They walked together to the stable, where Neil himself rubbed down his horse, saw that she had a modest drink, covered her up, and then turned, ready to accompany his host back to the house.
"Had a good time abroad--eh?" asked Malcolm with a somewhat covert glance at Neil as they walked.
Neil threw his head up with a joyous air.
"Ripping. It's a bit thick coming back to the grey silence of the glens. It's a white silence with us. We've heavy drifts from Balquhidder up. You're pretty free here."
"It's coming, though," said Malcolm, with an upward glance at the snell skies. "Come inside. The house is small, but it's easily warmed. That's one comfort."

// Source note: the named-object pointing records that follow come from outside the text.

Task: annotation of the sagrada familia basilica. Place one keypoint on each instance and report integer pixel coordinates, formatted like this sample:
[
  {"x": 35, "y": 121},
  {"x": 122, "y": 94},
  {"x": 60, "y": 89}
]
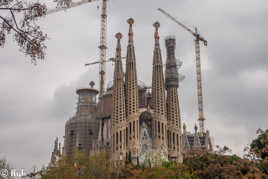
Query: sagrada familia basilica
[{"x": 131, "y": 118}]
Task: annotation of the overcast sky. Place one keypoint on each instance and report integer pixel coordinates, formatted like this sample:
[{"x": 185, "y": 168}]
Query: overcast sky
[{"x": 36, "y": 101}]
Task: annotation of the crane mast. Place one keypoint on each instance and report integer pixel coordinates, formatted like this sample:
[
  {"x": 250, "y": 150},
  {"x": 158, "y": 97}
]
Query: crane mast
[
  {"x": 103, "y": 46},
  {"x": 64, "y": 5},
  {"x": 198, "y": 38}
]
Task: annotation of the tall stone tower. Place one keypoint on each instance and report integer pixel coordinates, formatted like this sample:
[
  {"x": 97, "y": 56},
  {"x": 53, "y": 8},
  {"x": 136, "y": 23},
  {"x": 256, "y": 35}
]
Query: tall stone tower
[
  {"x": 82, "y": 129},
  {"x": 158, "y": 97},
  {"x": 119, "y": 110},
  {"x": 132, "y": 103},
  {"x": 173, "y": 108}
]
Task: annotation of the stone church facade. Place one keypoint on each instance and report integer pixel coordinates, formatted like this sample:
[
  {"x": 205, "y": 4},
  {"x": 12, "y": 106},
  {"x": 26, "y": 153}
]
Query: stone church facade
[{"x": 131, "y": 118}]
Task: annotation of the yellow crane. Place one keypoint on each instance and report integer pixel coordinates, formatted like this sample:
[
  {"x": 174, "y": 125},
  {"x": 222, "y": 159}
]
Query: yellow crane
[{"x": 198, "y": 67}]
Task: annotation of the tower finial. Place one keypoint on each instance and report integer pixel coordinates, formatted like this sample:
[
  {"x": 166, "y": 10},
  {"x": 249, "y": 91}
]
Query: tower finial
[
  {"x": 156, "y": 34},
  {"x": 130, "y": 33},
  {"x": 118, "y": 36}
]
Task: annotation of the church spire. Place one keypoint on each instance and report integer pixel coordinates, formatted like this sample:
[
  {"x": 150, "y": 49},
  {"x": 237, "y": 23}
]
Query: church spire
[
  {"x": 173, "y": 108},
  {"x": 131, "y": 74},
  {"x": 119, "y": 113},
  {"x": 172, "y": 84},
  {"x": 158, "y": 89}
]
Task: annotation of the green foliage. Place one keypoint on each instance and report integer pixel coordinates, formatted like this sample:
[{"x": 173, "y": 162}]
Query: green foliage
[
  {"x": 80, "y": 166},
  {"x": 196, "y": 165},
  {"x": 4, "y": 166},
  {"x": 208, "y": 165},
  {"x": 259, "y": 146}
]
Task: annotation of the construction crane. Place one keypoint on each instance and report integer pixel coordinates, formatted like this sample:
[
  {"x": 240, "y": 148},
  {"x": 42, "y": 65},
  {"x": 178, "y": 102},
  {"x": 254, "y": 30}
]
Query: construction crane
[
  {"x": 198, "y": 68},
  {"x": 63, "y": 5}
]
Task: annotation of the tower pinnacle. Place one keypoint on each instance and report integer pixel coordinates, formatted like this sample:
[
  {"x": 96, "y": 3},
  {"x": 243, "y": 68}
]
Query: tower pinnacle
[
  {"x": 130, "y": 33},
  {"x": 156, "y": 34},
  {"x": 131, "y": 74}
]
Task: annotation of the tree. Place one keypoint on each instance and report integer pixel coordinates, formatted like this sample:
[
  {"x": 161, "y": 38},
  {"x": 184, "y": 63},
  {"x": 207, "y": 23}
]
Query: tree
[
  {"x": 20, "y": 21},
  {"x": 259, "y": 146}
]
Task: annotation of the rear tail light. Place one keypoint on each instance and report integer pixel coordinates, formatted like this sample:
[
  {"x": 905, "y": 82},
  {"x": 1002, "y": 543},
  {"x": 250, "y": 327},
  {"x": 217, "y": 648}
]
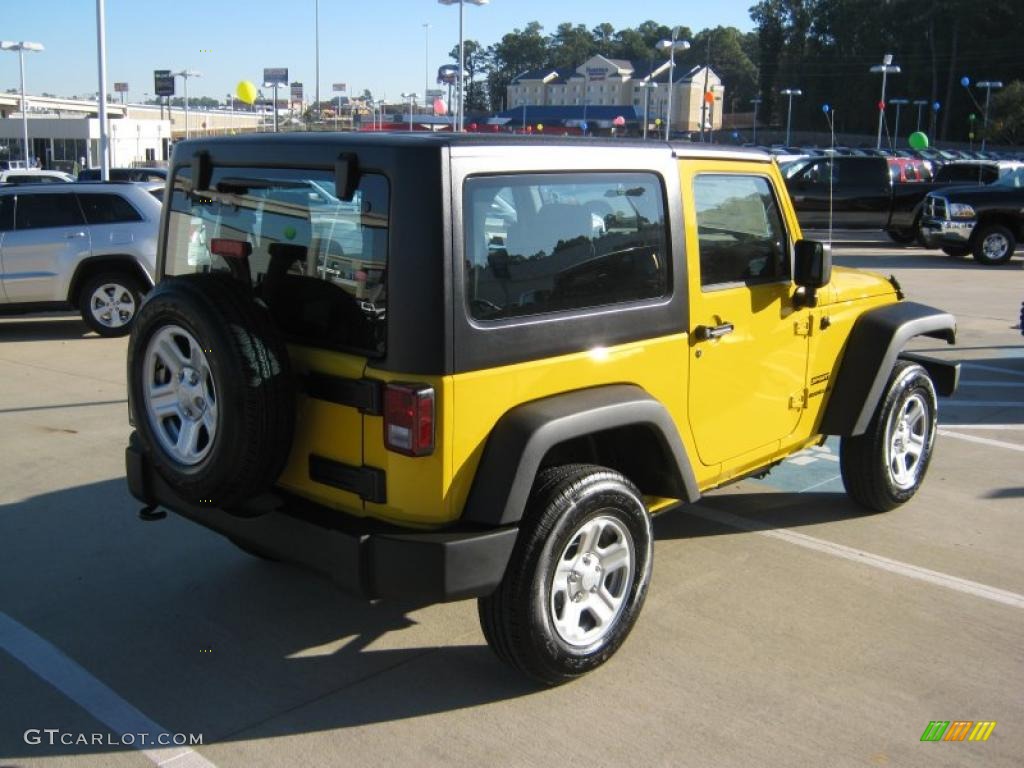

When Neil had washed his hands and brushed his clothes they passed into the little snuggery, where Malcolm sat and smoked of an evening. He had made some little alteration in the arrangement of the house, and the room which the General had used as his library and sitting-room was now converted into a dining-room, which it had originally been. It was a man's house now, the few tokens of Isla's presence having long since disappeared.
Whether Malcolm was able to keep the peace between his two elderly and contentious servants nobody knew. Truth to tell, he never bothered his head about them, and many a storm rose and raged in the kitchen and was followed by many a dead and ominous calm, but of these he seemed to be totally unaware. He had none of those finer shades of feeling which had rendered Isla immediately conscious of any rift in the domestic lute.
Drummond stretched himself in the lounge-chair before the blazing peat with a sigh of content. He was in the mood to be at peace with the whole world and to give every man more than his due. It occurred to him as he looked at Malcolm, on whose face the full light from the window fell where he sat, that he had improved in looks of late. The coarseness had disappeared from his features, and there was an expression of refinement and delicacy which had been at one time wholly absent.
It was such an improvement that Drummond decided that Mackinnon's looks had been underrated. The keen, hard, simple life, in conjunction with the pursuit of a certain lofty ideal, had wrought its saving grace in Malcolm Mackinnon, as it will in any man who gives it fair play.
"Surely you didn't stop away as long as you intended," said Malcolm as he lit up his pipe, while waiting for Diarmid's summons to eat.